De bijwerkingen die patiënten melden, kunnen non-verbaal en in bedekte termen worden geuit, waarbij twijfels, bedenkingen of angsten over de medicatie, het behandelplan of de professionele vaardigheden van de arts worden geuit. Vergeleken met het rechtstreeks uiten van twijfels aan klinische artsen, zijn bijwerkingen een minder gênante en gemakkelijk te accepteren reden om te stoppen met medicatie. In deze situaties kan het verduidelijken en openhartig bespreken van de zorgen van de patiënt helpen situaties van stopzetting of slechte therapietrouw te voorkomen.

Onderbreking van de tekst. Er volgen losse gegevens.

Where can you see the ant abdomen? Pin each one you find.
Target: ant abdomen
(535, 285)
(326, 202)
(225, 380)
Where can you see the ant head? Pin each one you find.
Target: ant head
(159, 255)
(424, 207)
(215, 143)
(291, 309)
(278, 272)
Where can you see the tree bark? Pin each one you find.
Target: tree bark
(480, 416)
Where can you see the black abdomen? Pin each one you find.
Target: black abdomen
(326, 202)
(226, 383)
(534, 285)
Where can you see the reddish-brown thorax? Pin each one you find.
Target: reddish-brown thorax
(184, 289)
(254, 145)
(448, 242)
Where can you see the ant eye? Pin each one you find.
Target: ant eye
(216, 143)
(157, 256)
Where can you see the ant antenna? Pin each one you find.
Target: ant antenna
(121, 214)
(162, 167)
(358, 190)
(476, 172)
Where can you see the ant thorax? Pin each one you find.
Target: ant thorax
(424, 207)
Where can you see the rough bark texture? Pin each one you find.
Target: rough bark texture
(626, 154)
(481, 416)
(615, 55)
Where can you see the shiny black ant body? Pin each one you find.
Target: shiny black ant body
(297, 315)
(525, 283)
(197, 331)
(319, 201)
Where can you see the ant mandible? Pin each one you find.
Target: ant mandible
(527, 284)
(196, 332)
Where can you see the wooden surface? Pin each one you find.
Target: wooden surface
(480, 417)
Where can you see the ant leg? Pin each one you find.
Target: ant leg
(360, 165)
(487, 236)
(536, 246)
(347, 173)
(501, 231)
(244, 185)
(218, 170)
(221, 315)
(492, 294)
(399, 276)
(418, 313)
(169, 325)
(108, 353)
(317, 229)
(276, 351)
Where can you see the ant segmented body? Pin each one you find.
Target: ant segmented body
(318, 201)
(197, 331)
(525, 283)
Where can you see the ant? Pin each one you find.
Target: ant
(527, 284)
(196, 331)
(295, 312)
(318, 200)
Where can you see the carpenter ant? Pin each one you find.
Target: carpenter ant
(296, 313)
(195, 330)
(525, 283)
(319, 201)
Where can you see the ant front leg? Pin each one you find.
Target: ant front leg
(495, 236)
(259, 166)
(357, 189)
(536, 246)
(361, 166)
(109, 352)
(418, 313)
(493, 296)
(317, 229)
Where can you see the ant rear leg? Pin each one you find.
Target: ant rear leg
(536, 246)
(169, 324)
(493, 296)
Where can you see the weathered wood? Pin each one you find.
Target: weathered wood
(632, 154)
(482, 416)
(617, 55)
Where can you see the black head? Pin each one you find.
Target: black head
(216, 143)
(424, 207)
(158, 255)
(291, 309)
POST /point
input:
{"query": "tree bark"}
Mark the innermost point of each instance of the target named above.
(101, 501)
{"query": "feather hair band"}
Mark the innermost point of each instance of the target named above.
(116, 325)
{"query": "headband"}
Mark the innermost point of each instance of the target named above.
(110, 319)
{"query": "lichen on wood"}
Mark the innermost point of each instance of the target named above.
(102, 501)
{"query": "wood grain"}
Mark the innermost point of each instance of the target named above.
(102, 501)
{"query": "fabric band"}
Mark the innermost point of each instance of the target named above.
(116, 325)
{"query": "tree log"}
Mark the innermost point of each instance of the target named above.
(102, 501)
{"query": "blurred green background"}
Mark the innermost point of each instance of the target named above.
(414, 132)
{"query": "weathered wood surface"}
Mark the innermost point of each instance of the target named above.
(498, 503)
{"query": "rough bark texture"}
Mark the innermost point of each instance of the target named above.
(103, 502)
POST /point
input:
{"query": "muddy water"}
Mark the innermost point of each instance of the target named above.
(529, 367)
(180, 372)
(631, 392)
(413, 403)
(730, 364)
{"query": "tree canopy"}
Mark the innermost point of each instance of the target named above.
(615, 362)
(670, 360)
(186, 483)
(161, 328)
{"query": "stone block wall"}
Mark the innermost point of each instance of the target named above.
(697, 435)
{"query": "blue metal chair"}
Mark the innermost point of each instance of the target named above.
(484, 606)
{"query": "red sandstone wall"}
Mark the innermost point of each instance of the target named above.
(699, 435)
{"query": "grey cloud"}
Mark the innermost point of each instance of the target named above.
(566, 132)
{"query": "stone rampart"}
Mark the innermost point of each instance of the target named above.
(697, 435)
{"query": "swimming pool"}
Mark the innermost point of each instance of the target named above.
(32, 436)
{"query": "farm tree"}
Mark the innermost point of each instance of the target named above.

Onderzoek naar placebo- en antiplacebo-effecten is zinvol voor het ontwerp en de implementatie van klinische studies, evenals voor de interpretatie van resultaten. Ten eerste zouden klinische studies, waar mogelijk, interventievrije interventiegroepen moeten bevatten om verstorende factoren te verklaren die verband houden met placebo- en antiplacebo-effecten, zoals het gemiddelde van symptoomregressie. Ten tweede zal het longitudinale ontwerp van de studie de incidentie van respons op placebo beïnvloeden, met name in het cross-overontwerp, aangezien eerdere positieve ervaringen bij deelnemers die eerst het actieve geneesmiddel kregen, verwachtingen zouden scheppen, terwijl dat bij deelnemers die eerst placebo kregen, niet het geval was. Omdat het informeren van patiënten over de specifieke voordelen en bijwerkingen van de behandeling de incidentie van deze voordelen en bijwerkingen kan verhogen, is het het beste om consistentie te behouden in de informatie over voordelen en bijwerkingen die wordt verstrekt tijdens het proces van geïnformeerde toestemming in studies die een specifiek geneesmiddel bestuderen. In een meta-analyse waar de informatie niet consistent is, moeten de resultaten met de nodige voorzichtigheid worden geïnterpreteerd. Het is het beste voor onderzoekers die gegevens over bijwerkingen verzamelen om niet op de hoogte te zijn van zowel de behandelgroep als de situatie van de bijwerkingen. Bij het verzamelen van gegevens over bijwerkingen is een gestructureerde symptoomlijst beter dan een open enquête.